You’ll be avoiding all that poisonous office gossip, but on the other hand all the heart-warming banter and camaraderie. It’s therefore important to establish good working relationships, and even consider making the odd appearance in person, so as to develop some kind of rapport and personal connection. Even with live conference calls you generally only talk to a face on a screen, and so to meet up in person enables you to humanize your working relationships and avoid unnecessary loneliness and isolation. This might seem to defeat the object of working from home but seeing as it’s only from time to time it is a good investment of time and energy.
The amount of screen time you’re likely to be having will dramatically increase, so you need to have the self-discipline to close the lap-top and do something completely different. You can learn how to cook more interesting recipes for your family, take up a new hobby such as off-road biking, and develop a closer relationship with nature. You also need to monitor your body posture while at the screen and explore some more screen-less forms of entertainment and relaxation.
You don’t have to make it one or the other. If your organization is amenable, consider requesting the option to work from home 50% of the time, or more or less.
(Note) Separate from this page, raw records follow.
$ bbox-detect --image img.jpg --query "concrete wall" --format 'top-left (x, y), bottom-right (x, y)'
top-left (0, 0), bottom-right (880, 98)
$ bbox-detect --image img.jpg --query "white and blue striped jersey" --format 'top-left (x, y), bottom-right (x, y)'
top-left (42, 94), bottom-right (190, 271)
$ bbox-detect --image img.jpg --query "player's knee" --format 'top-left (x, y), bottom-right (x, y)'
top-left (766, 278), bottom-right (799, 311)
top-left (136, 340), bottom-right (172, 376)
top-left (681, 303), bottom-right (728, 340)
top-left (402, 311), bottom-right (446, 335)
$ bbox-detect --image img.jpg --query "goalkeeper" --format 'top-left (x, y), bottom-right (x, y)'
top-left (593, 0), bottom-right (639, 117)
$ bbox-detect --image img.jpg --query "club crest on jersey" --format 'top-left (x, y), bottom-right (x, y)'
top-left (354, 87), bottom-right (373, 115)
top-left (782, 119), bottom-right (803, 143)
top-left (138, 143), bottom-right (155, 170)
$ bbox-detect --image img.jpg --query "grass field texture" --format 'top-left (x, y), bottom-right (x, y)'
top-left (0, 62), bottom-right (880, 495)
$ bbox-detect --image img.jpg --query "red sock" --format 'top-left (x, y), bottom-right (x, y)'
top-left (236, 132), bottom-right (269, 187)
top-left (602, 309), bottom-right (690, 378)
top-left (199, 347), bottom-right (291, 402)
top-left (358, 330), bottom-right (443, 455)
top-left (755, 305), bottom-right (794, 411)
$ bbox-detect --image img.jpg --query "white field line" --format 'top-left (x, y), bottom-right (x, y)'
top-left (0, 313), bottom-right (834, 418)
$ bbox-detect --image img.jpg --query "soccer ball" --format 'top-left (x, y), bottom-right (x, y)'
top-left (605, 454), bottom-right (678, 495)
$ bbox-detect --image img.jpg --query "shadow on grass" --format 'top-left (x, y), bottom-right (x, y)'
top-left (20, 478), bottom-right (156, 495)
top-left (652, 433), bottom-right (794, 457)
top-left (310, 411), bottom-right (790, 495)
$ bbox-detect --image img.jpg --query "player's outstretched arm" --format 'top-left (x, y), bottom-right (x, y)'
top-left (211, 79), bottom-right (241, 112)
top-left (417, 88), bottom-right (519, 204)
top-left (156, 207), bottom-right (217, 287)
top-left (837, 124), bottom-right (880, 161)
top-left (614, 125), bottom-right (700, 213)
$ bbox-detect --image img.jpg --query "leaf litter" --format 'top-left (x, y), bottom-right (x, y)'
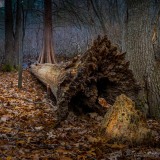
top-left (0, 70), bottom-right (160, 160)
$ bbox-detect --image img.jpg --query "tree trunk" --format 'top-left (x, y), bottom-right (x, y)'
top-left (31, 36), bottom-right (139, 125)
top-left (126, 0), bottom-right (160, 118)
top-left (38, 0), bottom-right (56, 63)
top-left (15, 0), bottom-right (23, 88)
top-left (5, 0), bottom-right (14, 67)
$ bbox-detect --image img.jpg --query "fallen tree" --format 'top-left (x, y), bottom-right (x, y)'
top-left (31, 36), bottom-right (139, 123)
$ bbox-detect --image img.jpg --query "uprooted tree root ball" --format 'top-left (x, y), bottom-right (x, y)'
top-left (31, 36), bottom-right (140, 125)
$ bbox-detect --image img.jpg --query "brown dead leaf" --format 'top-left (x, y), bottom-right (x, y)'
top-left (98, 97), bottom-right (111, 109)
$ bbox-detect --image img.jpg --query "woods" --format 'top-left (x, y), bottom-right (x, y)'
top-left (0, 0), bottom-right (160, 160)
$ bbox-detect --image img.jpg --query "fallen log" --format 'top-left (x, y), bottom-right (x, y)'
top-left (31, 36), bottom-right (139, 125)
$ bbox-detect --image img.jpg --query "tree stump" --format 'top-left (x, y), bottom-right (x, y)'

This way, you’ll get a good portion of the benefits explained above and yet will also feel like you’re physically, bodily part of the team at work. Your commute will be cut in half, you’ll have 50% more time to become more involved with home life, and you’ll potentially be able to educate other work colleagues on the benefits and drawbacks of working from home.
Consider your Employees
If you are a boss of an organization or line-manager of a team, seriously explore the possibility of some of your employees taking the plunge and working from home, at least for part of the time. Another healthy feature is the extent to which independent decision-making and the avoidance of a ‘yes man’ corporate culture of conformity can be fostered. These days it’s more important than ever to be adaptable, flexible, and be able to be proactive about time management, personal wellbeing, and have a conscientious attitude to the environment. All of these things can be helped rather than hindered by the enormous possibilities that working from home affords. It’s also possible to trial it and see how it goes. You might be pleasantly surprised. Try it.